# Math Help - Values of a

1. ## Values of a

For what values of a there are exactly two real numbers that satify the equation:

x^3 + (a-1)x^3 + (9-a)x - 9 = 0 ?

2. x = { $1$, $\frac{1}{2}\,{\frac {-a+\sqrt {{a}^{2}-36\,a}}{a}}$, $\frac{1}{2}\,{\frac {-a-\sqrt {{a}^{2}-36\,a}}{a}}$}

So, 1 is a real number.

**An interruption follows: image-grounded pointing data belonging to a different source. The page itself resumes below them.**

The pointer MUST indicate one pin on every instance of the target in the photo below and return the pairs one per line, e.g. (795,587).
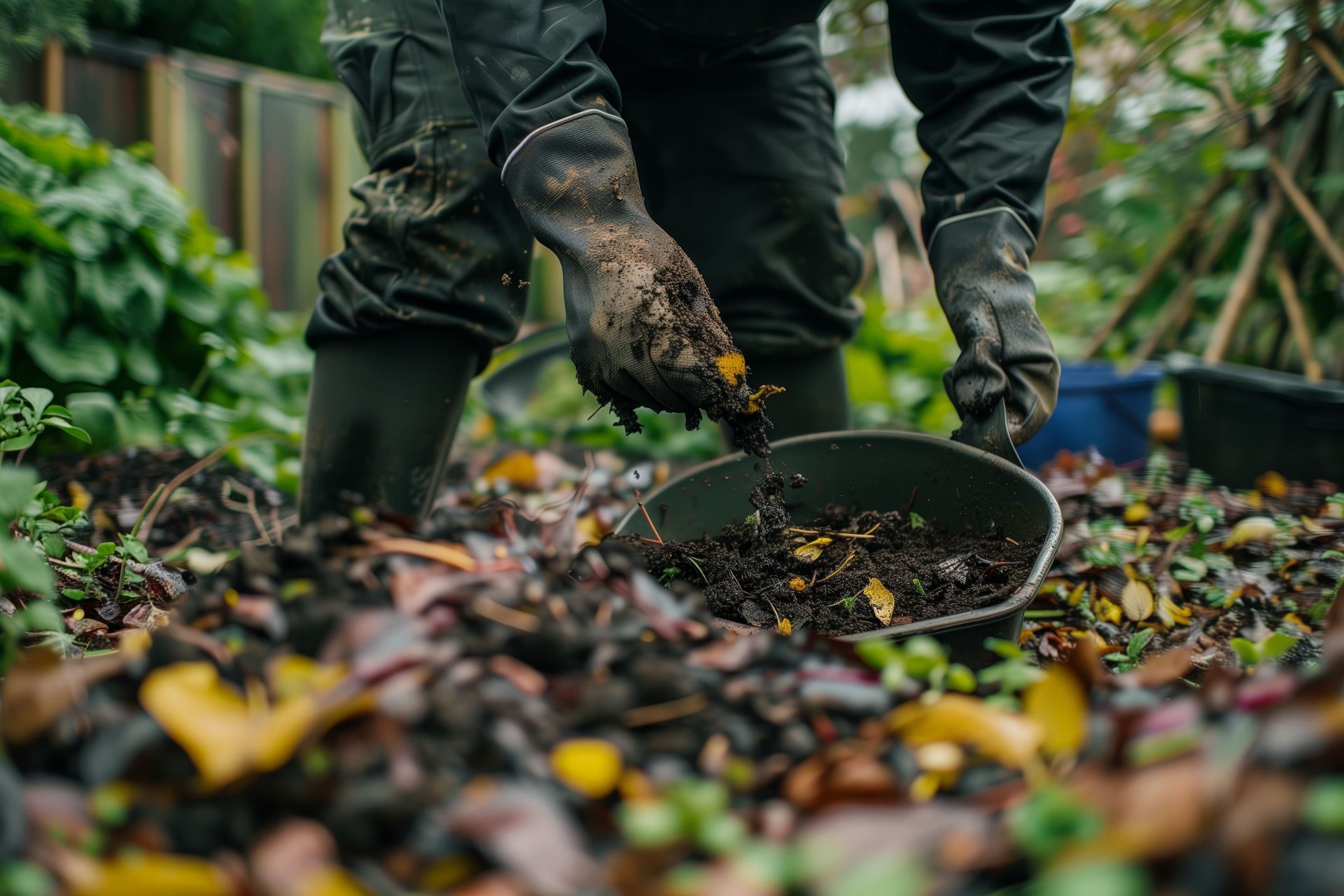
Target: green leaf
(23,568)
(80,356)
(1139,641)
(1276,645)
(70,429)
(1246,650)
(17,489)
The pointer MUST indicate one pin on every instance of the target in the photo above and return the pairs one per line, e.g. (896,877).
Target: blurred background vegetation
(169,335)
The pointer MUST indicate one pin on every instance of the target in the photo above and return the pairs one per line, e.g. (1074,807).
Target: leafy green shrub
(118,292)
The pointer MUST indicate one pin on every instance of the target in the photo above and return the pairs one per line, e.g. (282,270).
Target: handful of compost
(643,328)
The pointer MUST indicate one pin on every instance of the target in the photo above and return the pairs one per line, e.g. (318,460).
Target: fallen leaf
(812,550)
(41,687)
(589,766)
(1059,704)
(148,875)
(882,601)
(229,735)
(1172,614)
(1253,528)
(1008,738)
(517,468)
(1138,601)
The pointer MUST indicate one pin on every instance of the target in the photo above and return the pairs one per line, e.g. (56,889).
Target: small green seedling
(1269,649)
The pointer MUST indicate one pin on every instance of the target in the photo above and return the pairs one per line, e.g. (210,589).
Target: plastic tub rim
(1014,603)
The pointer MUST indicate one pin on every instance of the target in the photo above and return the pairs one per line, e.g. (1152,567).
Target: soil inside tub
(901,568)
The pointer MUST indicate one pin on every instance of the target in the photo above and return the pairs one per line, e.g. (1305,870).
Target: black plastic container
(879,470)
(1240,422)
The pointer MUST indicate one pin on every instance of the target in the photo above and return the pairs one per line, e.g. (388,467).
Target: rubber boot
(816,394)
(382,413)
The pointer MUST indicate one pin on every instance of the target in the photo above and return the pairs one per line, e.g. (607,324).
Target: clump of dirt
(843,573)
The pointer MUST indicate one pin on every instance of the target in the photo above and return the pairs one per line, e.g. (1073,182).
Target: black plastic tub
(879,470)
(1240,422)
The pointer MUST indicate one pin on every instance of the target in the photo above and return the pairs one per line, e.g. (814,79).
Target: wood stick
(827,533)
(1328,58)
(1159,262)
(1320,230)
(1247,277)
(1297,318)
(1180,305)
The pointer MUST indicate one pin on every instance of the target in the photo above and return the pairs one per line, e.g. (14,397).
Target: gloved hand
(980,272)
(643,328)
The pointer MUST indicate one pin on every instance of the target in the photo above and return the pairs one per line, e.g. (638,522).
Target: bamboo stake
(1320,230)
(1247,277)
(1159,262)
(1180,307)
(1297,318)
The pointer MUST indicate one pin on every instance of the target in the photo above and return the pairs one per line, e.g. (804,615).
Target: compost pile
(841,573)
(488,706)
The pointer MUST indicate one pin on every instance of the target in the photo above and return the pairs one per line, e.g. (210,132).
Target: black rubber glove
(980,270)
(643,328)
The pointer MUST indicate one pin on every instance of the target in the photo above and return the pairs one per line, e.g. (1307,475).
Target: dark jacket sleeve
(524,64)
(992,81)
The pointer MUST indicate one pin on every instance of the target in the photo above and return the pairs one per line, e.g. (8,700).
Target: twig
(1159,262)
(828,533)
(640,501)
(175,482)
(1320,230)
(1180,305)
(1328,58)
(1297,318)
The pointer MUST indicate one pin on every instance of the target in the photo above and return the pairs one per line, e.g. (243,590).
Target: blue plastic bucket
(1098,407)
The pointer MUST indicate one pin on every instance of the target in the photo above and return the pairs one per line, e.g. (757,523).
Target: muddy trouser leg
(428,281)
(741,164)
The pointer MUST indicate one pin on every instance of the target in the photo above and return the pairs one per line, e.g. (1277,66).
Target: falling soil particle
(755,571)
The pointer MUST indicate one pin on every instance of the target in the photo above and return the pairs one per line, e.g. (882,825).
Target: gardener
(635,137)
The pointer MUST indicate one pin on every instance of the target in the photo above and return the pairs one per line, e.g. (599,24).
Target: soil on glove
(815,574)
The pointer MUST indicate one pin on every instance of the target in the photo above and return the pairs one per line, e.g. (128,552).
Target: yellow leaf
(1273,484)
(1138,512)
(589,766)
(882,601)
(1008,738)
(1108,612)
(1172,614)
(1059,704)
(150,875)
(229,735)
(812,550)
(1138,601)
(515,468)
(1253,528)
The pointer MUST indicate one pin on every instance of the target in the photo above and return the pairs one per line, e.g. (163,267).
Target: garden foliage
(118,293)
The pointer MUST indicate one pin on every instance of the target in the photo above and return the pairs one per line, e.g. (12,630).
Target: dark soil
(753,574)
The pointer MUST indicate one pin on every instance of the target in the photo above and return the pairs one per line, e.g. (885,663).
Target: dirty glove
(980,270)
(643,328)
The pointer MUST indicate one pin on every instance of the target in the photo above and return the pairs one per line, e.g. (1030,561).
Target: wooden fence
(268,156)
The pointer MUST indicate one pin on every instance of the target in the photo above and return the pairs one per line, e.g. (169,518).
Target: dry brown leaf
(882,601)
(1059,704)
(41,687)
(1138,601)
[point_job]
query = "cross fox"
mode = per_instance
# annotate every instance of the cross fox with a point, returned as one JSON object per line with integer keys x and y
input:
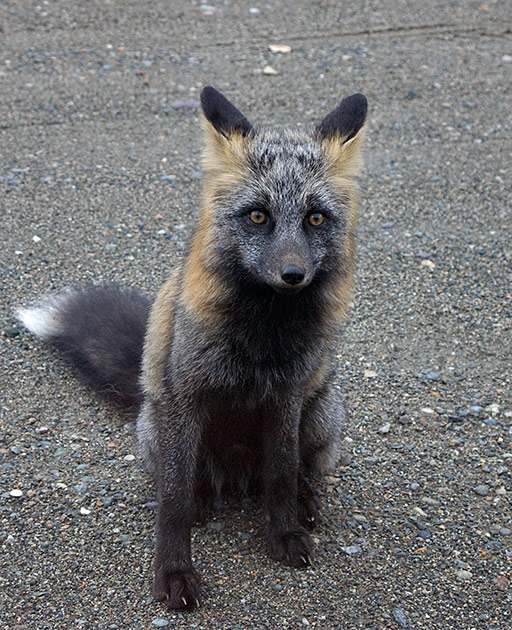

Now pick an 'a' such that the 2nd and 3rd element are equal.

$a = 36$

Note: I only checked the 'a' in the real. There might be other ways of satisfying the question.

3. ## oops

Sorry but there's a typo, It should read

x^3 + (a-1)x^2 + (9-a)x - 9 = 0

x^3 + (a-1)x^3 + (9-a)x - 9 = 0

Thanks!

4. $x = \{ 1 , -\frac{1}{2}\,a+\frac{1}{2}\,\sqrt {{a}^{2}-36} , -\frac{1}{2}\,a-\frac{1}{2}\,\sqrt {{a}^{2}-36} \}$

Make the 2nd and 3rd element equal:

$-\frac{1}{2}\,a+\frac{1}{2}\,\sqrt {{a}^{2}-36} = -\frac{1}{2}\,a-\frac{1}{2}\,\sqrt {{a}^{2}-36}$

$a = \{6, -6\}$

5. Thanks a lot paultwang!